1. ## product of n-1 commutators

I'm probably missing something very simple here, but I can't figure this one out.

Let $x_{1},...,x_{n}$ be elements in a group $G$.
show that an element of the form $x_{1}x_{2}...x_{n}x_{1}^{-1}x_{2}^{-1}...x_{n}^{-1}$ is a product of $n-1$ commutators.

I tried this with induction on $n$, but that led nowhere and I tried showing how an element of the form $abca^{-1}b^{-1}c^{-1}$ was a product of 2 commutators but i got stuck.

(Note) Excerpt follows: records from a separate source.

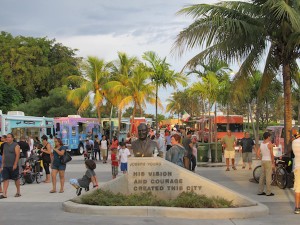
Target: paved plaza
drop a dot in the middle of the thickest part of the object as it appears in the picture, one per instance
(38, 206)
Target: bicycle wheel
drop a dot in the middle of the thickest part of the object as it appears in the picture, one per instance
(281, 177)
(256, 173)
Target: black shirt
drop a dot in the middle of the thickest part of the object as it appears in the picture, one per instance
(247, 144)
(24, 146)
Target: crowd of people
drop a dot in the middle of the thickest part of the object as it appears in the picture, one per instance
(177, 147)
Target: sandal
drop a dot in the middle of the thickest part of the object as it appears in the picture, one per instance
(17, 195)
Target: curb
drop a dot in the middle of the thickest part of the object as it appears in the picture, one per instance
(155, 211)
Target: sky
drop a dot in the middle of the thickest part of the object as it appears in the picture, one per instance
(103, 28)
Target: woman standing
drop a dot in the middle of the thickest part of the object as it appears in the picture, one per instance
(104, 144)
(57, 166)
(45, 155)
(176, 152)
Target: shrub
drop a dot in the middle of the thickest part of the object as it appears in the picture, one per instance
(184, 200)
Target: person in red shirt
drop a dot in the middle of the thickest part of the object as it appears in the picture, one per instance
(114, 163)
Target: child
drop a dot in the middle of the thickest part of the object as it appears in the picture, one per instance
(89, 176)
(124, 153)
(27, 168)
(1, 191)
(114, 163)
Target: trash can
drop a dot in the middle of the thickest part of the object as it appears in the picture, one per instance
(213, 151)
(202, 152)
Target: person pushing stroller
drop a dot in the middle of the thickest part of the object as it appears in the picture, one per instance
(88, 177)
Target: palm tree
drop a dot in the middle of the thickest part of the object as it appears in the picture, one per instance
(95, 73)
(161, 75)
(137, 90)
(175, 103)
(248, 31)
(122, 70)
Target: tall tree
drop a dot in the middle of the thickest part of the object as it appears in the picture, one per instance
(161, 75)
(136, 91)
(248, 31)
(95, 74)
(35, 66)
(122, 70)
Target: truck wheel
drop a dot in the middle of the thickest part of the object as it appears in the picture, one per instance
(80, 150)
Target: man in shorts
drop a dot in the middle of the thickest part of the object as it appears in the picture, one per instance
(229, 142)
(9, 169)
(246, 147)
(296, 150)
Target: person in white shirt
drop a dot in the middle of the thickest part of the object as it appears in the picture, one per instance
(104, 144)
(124, 153)
(296, 150)
(267, 165)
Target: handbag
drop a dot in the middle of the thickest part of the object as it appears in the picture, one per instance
(65, 158)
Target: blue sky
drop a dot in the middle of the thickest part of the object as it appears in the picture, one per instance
(103, 27)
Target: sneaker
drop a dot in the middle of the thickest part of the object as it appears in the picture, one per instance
(78, 191)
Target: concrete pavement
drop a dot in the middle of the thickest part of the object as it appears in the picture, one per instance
(36, 198)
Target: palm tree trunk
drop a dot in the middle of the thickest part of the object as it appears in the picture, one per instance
(287, 107)
(132, 119)
(256, 138)
(99, 117)
(156, 119)
(120, 120)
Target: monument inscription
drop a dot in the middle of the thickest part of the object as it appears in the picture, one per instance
(153, 175)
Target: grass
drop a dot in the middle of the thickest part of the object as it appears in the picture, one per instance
(184, 200)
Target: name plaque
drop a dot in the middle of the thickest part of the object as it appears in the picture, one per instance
(160, 177)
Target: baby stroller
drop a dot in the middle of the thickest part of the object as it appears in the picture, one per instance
(31, 170)
(88, 153)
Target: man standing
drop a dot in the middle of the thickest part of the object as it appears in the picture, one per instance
(24, 148)
(188, 145)
(246, 147)
(229, 142)
(10, 170)
(296, 150)
(265, 153)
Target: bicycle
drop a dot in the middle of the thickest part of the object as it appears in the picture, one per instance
(279, 175)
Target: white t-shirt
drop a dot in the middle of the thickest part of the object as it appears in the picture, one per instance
(296, 150)
(104, 144)
(265, 152)
(123, 154)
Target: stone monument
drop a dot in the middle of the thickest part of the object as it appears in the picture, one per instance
(143, 146)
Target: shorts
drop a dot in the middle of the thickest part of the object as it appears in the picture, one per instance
(297, 180)
(229, 154)
(74, 182)
(103, 152)
(58, 166)
(123, 166)
(247, 157)
(114, 170)
(9, 174)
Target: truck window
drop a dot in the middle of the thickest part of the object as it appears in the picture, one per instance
(57, 127)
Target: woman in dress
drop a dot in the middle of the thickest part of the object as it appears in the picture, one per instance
(176, 152)
(57, 166)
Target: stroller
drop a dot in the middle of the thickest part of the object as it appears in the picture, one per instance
(88, 153)
(31, 170)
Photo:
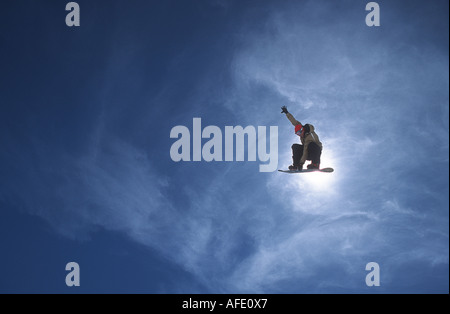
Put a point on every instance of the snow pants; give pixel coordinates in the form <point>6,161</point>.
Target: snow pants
<point>314,153</point>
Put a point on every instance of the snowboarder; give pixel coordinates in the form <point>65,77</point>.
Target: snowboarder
<point>311,147</point>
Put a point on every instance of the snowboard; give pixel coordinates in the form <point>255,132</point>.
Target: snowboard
<point>308,170</point>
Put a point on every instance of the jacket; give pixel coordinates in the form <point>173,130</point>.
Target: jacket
<point>305,138</point>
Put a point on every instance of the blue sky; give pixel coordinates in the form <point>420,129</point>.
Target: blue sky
<point>86,174</point>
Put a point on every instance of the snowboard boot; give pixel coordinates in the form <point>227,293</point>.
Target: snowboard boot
<point>313,166</point>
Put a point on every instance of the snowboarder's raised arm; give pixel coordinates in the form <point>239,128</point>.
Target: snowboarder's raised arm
<point>290,116</point>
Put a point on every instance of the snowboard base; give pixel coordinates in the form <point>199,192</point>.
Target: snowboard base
<point>308,170</point>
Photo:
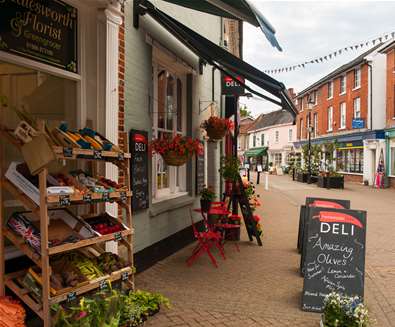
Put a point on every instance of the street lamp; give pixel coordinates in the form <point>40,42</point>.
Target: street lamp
<point>310,130</point>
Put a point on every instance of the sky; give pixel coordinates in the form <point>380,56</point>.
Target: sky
<point>307,30</point>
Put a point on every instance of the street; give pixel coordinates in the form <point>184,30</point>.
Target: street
<point>261,286</point>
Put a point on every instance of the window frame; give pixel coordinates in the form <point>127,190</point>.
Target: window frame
<point>176,184</point>
<point>330,87</point>
<point>357,69</point>
<point>330,121</point>
<point>343,123</point>
<point>344,79</point>
<point>359,107</point>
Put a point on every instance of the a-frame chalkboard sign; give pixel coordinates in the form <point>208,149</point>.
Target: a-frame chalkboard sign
<point>241,199</point>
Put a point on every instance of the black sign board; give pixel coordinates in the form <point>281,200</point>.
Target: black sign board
<point>138,142</point>
<point>249,221</point>
<point>200,175</point>
<point>317,202</point>
<point>42,30</point>
<point>232,87</point>
<point>335,255</point>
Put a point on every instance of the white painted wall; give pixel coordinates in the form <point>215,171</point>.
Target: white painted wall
<point>269,135</point>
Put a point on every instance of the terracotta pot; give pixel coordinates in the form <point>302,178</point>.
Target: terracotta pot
<point>173,159</point>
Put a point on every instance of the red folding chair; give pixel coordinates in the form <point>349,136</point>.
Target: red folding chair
<point>206,240</point>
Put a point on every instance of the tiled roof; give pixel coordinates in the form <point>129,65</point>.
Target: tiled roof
<point>338,71</point>
<point>273,118</point>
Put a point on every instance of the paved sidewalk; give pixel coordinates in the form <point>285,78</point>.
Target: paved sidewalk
<point>261,286</point>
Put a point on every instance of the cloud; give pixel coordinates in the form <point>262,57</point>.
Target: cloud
<point>307,30</point>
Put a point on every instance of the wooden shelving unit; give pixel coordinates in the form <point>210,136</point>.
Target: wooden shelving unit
<point>42,260</point>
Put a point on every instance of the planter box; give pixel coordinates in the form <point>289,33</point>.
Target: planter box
<point>301,177</point>
<point>330,182</point>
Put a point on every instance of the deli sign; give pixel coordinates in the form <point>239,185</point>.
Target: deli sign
<point>41,30</point>
<point>231,86</point>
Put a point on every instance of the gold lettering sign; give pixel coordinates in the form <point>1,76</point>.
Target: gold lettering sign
<point>43,30</point>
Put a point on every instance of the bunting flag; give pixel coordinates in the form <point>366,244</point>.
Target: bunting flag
<point>382,38</point>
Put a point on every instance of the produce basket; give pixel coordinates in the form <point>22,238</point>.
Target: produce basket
<point>105,224</point>
<point>215,133</point>
<point>64,228</point>
<point>173,159</point>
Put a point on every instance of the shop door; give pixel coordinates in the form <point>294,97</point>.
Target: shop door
<point>373,166</point>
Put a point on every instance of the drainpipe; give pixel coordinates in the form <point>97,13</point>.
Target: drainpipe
<point>371,95</point>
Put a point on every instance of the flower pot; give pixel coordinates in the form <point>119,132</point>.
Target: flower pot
<point>205,205</point>
<point>215,133</point>
<point>171,158</point>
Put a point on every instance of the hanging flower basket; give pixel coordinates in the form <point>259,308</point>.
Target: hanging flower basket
<point>176,150</point>
<point>173,159</point>
<point>216,127</point>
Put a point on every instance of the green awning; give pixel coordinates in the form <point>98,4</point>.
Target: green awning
<point>256,152</point>
<point>235,9</point>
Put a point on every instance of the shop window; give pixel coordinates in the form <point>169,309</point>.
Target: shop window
<point>167,122</point>
<point>392,161</point>
<point>277,159</point>
<point>343,84</point>
<point>342,115</point>
<point>357,77</point>
<point>350,160</point>
<point>43,96</point>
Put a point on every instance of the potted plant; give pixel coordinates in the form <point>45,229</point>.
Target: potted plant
<point>230,171</point>
<point>341,310</point>
<point>217,127</point>
<point>177,150</point>
<point>206,197</point>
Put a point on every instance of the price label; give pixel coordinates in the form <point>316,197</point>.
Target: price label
<point>103,285</point>
<point>97,154</point>
<point>123,196</point>
<point>87,198</point>
<point>64,200</point>
<point>71,296</point>
<point>118,236</point>
<point>68,152</point>
<point>106,196</point>
<point>125,276</point>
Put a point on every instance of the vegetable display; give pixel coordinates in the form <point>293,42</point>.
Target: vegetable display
<point>12,313</point>
<point>109,309</point>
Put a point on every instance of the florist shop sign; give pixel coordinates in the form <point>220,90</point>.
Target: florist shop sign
<point>42,30</point>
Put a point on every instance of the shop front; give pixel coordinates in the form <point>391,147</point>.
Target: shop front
<point>60,72</point>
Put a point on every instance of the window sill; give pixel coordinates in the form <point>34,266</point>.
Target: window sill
<point>170,203</point>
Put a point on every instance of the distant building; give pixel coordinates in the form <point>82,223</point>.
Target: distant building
<point>347,107</point>
<point>271,138</point>
<point>389,51</point>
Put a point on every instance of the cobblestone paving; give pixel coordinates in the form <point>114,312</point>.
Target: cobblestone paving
<point>261,286</point>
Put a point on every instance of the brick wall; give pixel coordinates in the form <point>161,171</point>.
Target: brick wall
<point>390,110</point>
<point>323,103</point>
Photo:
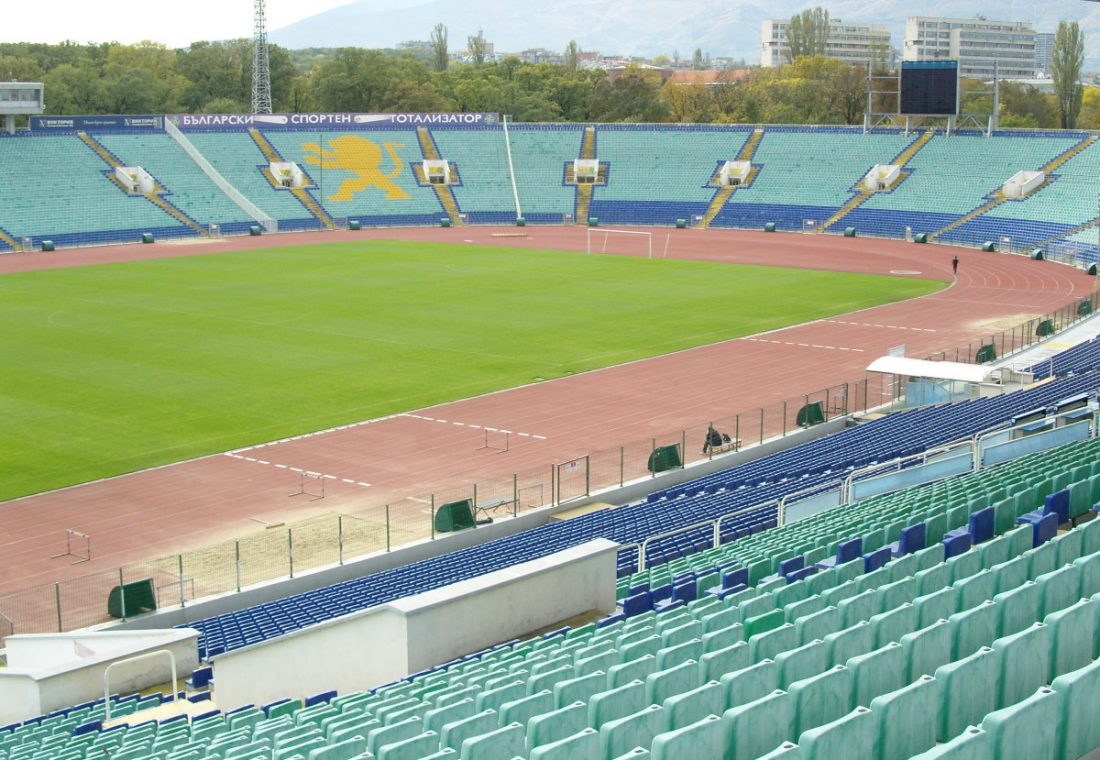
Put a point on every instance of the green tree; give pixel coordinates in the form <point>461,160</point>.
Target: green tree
<point>807,33</point>
<point>477,48</point>
<point>1066,68</point>
<point>633,96</point>
<point>440,58</point>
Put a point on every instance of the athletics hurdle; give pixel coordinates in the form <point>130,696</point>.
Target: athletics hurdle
<point>79,538</point>
<point>317,493</point>
<point>494,444</point>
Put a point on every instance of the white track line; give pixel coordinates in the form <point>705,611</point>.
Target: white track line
<point>476,427</point>
<point>805,345</point>
<point>875,325</point>
<point>311,473</point>
<point>312,434</point>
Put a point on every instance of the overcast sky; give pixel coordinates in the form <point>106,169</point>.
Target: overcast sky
<point>173,22</point>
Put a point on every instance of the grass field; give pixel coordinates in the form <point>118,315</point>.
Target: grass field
<point>117,367</point>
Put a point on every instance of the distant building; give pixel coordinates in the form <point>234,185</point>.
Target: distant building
<point>853,43</point>
<point>420,45</point>
<point>1044,53</point>
<point>976,43</point>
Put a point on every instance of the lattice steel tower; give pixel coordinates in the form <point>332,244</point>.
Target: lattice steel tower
<point>261,67</point>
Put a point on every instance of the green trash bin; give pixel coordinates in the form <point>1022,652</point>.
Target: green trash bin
<point>810,415</point>
<point>664,458</point>
<point>454,516</point>
<point>131,598</point>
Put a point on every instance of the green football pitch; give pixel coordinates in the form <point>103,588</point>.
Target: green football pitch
<point>116,367</point>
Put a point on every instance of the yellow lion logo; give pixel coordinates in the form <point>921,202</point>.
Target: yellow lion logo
<point>362,158</point>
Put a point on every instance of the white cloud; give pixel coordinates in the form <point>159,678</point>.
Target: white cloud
<point>175,24</point>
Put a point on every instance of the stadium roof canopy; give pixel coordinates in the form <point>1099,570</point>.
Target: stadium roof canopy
<point>922,367</point>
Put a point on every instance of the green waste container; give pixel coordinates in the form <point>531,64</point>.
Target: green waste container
<point>454,516</point>
<point>664,458</point>
<point>810,415</point>
<point>131,598</point>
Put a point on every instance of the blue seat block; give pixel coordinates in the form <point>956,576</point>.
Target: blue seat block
<point>956,542</point>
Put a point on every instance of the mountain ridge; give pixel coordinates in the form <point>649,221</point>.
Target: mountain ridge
<point>642,28</point>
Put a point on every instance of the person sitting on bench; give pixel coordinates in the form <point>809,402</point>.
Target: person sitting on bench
<point>714,439</point>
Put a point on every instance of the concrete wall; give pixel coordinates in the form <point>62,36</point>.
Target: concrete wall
<point>50,671</point>
<point>387,642</point>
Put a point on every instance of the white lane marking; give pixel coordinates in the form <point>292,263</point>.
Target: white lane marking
<point>308,473</point>
<point>805,345</point>
<point>876,325</point>
<point>476,427</point>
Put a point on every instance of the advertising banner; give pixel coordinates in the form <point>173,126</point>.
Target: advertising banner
<point>306,121</point>
<point>103,122</point>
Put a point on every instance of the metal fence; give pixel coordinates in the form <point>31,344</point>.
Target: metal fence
<point>286,550</point>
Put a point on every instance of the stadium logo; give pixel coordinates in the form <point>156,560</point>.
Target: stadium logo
<point>362,158</point>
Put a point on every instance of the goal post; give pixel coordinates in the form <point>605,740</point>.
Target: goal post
<point>631,242</point>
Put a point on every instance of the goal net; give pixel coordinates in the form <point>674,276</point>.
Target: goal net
<point>622,242</point>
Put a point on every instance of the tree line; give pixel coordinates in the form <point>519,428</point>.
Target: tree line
<point>216,77</point>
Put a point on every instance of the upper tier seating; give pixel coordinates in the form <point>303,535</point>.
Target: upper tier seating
<point>806,175</point>
<point>1082,358</point>
<point>57,187</point>
<point>539,154</point>
<point>361,180</point>
<point>189,189</point>
<point>659,175</point>
<point>482,161</point>
<point>238,158</point>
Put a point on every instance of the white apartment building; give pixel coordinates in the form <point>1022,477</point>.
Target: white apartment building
<point>976,43</point>
<point>853,43</point>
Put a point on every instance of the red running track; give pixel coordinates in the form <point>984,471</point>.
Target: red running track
<point>187,505</point>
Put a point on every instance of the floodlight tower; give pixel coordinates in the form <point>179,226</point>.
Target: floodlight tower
<point>261,67</point>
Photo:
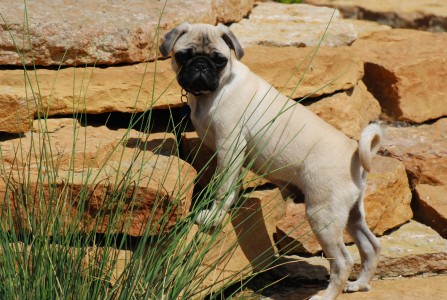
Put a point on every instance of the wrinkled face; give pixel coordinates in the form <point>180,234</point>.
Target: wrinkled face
<point>201,56</point>
<point>200,62</point>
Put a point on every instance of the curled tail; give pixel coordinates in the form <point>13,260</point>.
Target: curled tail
<point>369,144</point>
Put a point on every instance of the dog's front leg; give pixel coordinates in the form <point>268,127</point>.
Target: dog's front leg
<point>230,158</point>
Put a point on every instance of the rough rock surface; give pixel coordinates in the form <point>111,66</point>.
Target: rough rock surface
<point>349,111</point>
<point>405,70</point>
<point>414,288</point>
<point>423,150</point>
<point>298,25</point>
<point>139,87</point>
<point>365,28</point>
<point>430,15</point>
<point>297,73</point>
<point>83,32</point>
<point>387,205</point>
<point>412,249</point>
<point>67,161</point>
<point>431,207</point>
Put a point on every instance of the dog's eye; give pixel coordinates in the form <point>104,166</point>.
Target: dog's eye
<point>220,60</point>
<point>184,55</point>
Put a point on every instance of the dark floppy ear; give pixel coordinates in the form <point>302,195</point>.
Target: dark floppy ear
<point>171,37</point>
<point>231,40</point>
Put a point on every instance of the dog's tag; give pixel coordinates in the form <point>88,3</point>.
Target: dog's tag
<point>185,111</point>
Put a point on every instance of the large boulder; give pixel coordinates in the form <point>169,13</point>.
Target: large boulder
<point>349,111</point>
<point>299,25</point>
<point>141,87</point>
<point>423,150</point>
<point>411,250</point>
<point>430,15</point>
<point>93,179</point>
<point>103,33</point>
<point>305,72</point>
<point>403,71</point>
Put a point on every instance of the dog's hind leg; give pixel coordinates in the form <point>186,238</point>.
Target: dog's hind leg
<point>328,226</point>
<point>368,245</point>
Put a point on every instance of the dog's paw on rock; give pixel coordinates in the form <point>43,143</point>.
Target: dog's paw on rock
<point>355,286</point>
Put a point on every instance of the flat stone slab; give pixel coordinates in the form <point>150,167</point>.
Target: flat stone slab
<point>423,150</point>
<point>427,15</point>
<point>298,25</point>
<point>104,33</point>
<point>140,87</point>
<point>403,66</point>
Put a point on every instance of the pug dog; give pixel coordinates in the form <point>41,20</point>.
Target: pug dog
<point>248,122</point>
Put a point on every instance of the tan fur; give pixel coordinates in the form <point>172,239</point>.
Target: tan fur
<point>247,121</point>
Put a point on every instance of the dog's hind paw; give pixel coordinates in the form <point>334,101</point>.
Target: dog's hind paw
<point>210,217</point>
<point>354,286</point>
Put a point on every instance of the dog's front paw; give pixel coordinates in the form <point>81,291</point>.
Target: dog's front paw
<point>355,286</point>
<point>316,297</point>
<point>210,217</point>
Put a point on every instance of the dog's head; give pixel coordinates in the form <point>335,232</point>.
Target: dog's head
<point>201,55</point>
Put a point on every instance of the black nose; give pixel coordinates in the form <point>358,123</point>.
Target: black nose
<point>201,66</point>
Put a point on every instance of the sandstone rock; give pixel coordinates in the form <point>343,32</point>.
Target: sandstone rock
<point>230,11</point>
<point>204,161</point>
<point>402,70</point>
<point>387,205</point>
<point>422,149</point>
<point>298,25</point>
<point>413,288</point>
<point>431,207</point>
<point>135,88</point>
<point>366,28</point>
<point>388,195</point>
<point>349,111</point>
<point>413,249</point>
<point>93,177</point>
<point>297,73</point>
<point>428,15</point>
<point>294,232</point>
<point>103,33</point>
<point>140,87</point>
<point>17,110</point>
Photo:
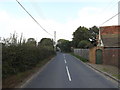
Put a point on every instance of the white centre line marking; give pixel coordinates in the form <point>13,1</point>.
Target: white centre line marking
<point>65,60</point>
<point>64,55</point>
<point>68,73</point>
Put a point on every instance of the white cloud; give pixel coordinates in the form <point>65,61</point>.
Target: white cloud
<point>87,17</point>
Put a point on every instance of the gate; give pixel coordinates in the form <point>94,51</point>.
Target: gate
<point>99,56</point>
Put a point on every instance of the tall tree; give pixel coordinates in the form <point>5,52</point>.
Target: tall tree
<point>64,45</point>
<point>46,42</point>
<point>82,33</point>
<point>31,42</point>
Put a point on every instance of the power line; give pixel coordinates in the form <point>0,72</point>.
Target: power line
<point>111,18</point>
<point>33,18</point>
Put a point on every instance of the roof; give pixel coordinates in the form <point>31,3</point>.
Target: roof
<point>110,40</point>
<point>110,36</point>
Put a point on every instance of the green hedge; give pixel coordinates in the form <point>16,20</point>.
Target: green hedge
<point>20,58</point>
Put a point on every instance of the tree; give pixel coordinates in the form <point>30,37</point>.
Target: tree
<point>82,33</point>
<point>46,43</point>
<point>84,44</point>
<point>31,42</point>
<point>64,45</point>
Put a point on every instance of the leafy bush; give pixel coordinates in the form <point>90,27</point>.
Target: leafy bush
<point>19,57</point>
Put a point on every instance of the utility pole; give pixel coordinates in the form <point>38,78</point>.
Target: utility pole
<point>55,40</point>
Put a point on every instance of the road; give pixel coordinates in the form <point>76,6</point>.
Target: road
<point>65,71</point>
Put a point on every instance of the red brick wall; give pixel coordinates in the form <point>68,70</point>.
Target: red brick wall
<point>110,56</point>
<point>110,30</point>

Any hint would be appreciated

SK

2. Originally Posted by skyking
I'm probably missing something very simple here, but I can't figure this one out.

Let $x_{1},...,x_{n}$ be elements in a group $G$.
show that an element of the form $x_{1}x_{2}...x_{n}x_{1}^{-1}x_{2}^{-1}...x_{n}^{-1}$ is a product of $n-1$ commutators.

I tried this with induction on $n$, but that led nowhere and I tried showing how an element of the form $abca^{-1}b^{-1}c^{-1}$ was a product of 2 commutators but i got stuck.

Any hint would be appreciated

SK

$abca^{-1}b^{-1}c^{-1}=[a,bc][b,c]$ (defining $[x,y]:=xyx^{-1}y^{-1}$ ) .

Tonio

3. Originally Posted by tonio
$abca^{-1}b^{-1}c^{-1}=[a,bc][b,c]$ (defining $[x,y]:=xyx^{-1}y^{-1}$ ) .

Tonio
OK, so this is what I get then:

$[x_{1},x_{2}...x_{n}][x_{2},x_{3}...x_{n}]...[x_{n-1},x_{n}]=x_{1}...x_{n}x_{1}^{-1}...x_{n}^{-1}$

Thanks for the hint,

SK